What chance for rural India and rural media, in particular?
Agriculture never makes news! And all news today, urban news, right?
Unless there is some disaster like farmers’ suicides or some natural disasters! How sad and how our own priorities of living are corrupted. Corrupted by whom?
Our own politics and economics is one thing. Our own national traits, our own history have all given Indians their own twisted life’ beliefs and superstitions.
Modernity is a heavily-loaded word and it is also very urban phenomena, for agriculture, rural living and some such priorities are no more priorities with our own rulers!
Why this discourse?
This is no discourse, but certain disenchantment with our national priorities. Specially for Vadamalai Media, it is an uphill task given the normal priorities of development and government’s pro-business tilt.
Print media is in retreat, we are tired of hearing from the pundits and that is why we never got to hear any sensible person in government or pubic life talk of agriculture.
Anyway, our commitment is for enlightened agriculture policy-making and articulation of issues. Any way this is a country which had had a long history of famines under the British Raj. Just now we read a brief history of the Indian famines in the 1860s onwards, successive famines, in states like Odisha and also later in other parts and finally the most infamous for all, the Bengal famine of early 1940s.

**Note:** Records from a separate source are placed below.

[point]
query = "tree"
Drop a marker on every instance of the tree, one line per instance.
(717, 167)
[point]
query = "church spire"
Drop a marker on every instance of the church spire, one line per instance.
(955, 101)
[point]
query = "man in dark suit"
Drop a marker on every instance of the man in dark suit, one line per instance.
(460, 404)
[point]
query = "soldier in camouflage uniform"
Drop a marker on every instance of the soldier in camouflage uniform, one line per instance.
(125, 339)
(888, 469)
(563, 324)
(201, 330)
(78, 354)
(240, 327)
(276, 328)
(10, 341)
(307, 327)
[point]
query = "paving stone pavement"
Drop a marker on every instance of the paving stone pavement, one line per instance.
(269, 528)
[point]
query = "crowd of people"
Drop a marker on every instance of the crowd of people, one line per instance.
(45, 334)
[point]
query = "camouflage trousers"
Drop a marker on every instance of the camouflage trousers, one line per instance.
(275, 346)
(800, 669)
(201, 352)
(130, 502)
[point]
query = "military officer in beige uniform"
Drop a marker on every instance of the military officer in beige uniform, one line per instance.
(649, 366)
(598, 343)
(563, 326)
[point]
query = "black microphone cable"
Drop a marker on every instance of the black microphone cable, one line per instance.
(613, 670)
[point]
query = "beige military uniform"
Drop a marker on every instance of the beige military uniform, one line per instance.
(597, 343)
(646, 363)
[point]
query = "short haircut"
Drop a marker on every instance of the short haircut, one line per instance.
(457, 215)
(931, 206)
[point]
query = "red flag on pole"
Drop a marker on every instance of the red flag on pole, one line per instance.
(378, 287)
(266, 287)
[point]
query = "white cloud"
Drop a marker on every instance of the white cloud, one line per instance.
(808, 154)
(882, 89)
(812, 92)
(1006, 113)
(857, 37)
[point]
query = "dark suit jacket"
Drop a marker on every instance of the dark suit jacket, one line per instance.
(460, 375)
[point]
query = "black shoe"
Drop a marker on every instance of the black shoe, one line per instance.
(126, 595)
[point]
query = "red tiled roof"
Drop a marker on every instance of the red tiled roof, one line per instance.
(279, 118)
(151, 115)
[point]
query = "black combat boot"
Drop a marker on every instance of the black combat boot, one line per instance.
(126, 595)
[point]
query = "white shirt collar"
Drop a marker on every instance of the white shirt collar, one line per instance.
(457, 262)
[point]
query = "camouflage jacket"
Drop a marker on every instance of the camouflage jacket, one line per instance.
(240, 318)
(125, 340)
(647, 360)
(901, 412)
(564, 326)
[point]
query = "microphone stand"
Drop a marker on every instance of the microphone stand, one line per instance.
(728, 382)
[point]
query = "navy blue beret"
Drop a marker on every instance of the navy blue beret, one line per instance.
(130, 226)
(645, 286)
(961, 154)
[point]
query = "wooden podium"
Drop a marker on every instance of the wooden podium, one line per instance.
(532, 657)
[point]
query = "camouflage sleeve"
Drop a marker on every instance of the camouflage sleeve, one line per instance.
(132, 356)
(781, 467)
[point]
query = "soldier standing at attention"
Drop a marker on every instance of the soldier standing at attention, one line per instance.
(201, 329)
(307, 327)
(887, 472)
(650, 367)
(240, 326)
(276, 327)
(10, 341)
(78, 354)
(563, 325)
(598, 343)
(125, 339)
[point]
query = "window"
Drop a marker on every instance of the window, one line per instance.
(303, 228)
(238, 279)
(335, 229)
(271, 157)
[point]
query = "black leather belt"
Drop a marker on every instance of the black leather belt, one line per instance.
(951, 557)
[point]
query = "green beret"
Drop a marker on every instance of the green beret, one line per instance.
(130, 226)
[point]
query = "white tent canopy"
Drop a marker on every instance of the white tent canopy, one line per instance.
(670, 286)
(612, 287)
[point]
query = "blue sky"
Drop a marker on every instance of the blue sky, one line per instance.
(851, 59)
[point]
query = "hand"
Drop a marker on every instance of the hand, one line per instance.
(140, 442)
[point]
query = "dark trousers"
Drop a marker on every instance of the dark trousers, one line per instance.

A.O.Hume who founded the Indian National Congress was impelled by, among other things, the perennial debt of the Indian peasant. Soon after Dadabhai Naoroji wrote his classic, the Indian poverty and the unBritish Rule. So too his contemporary, another Congress President, R.C.Dutt.

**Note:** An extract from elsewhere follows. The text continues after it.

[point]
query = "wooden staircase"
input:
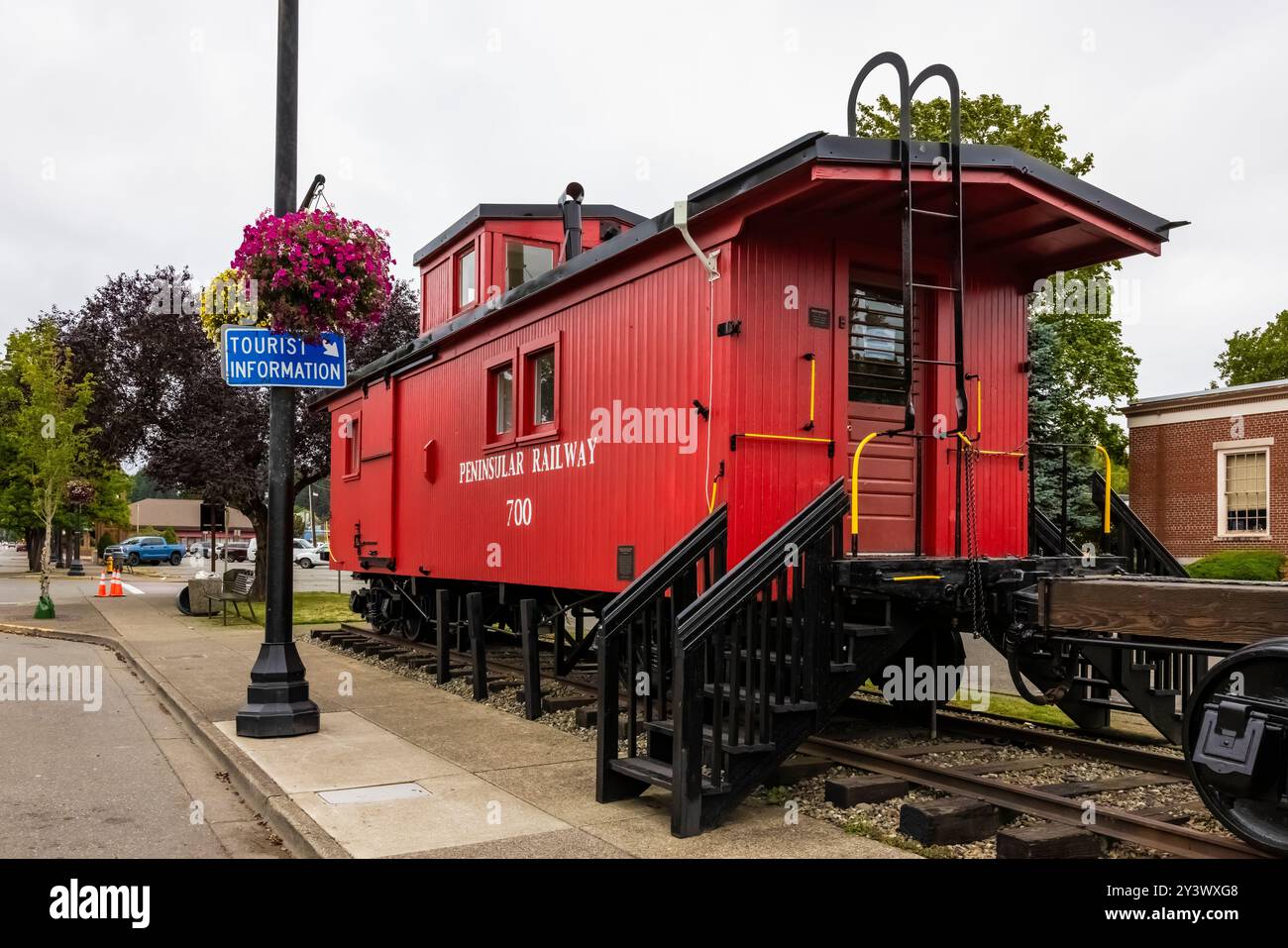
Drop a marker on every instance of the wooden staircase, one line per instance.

Now, in independent India we had had our own failures and successes in tackling food shortages and the Green Revolution was a bright chapter.
Now?
Indian agriculture is a vast subject and a vast territory.
Our media venture in this area has found a niche market and a trusted clientale.
We have been helped to sustain this ‘rash leap into the dark’ by the sheer persistence. By the sheer commitment. A commitment that was borne of our own background.
A rural background that ties up to the land and the helpless farmer in far flung areas where angels fear to tread!
On the serious side, the majority of the Indian population is still poor and live in the villages.
India will remain for long (forever?) in the villages. (As in the rest of the countries in the world, right?).And right now, the average villager is suppressed and oppressed by several forces.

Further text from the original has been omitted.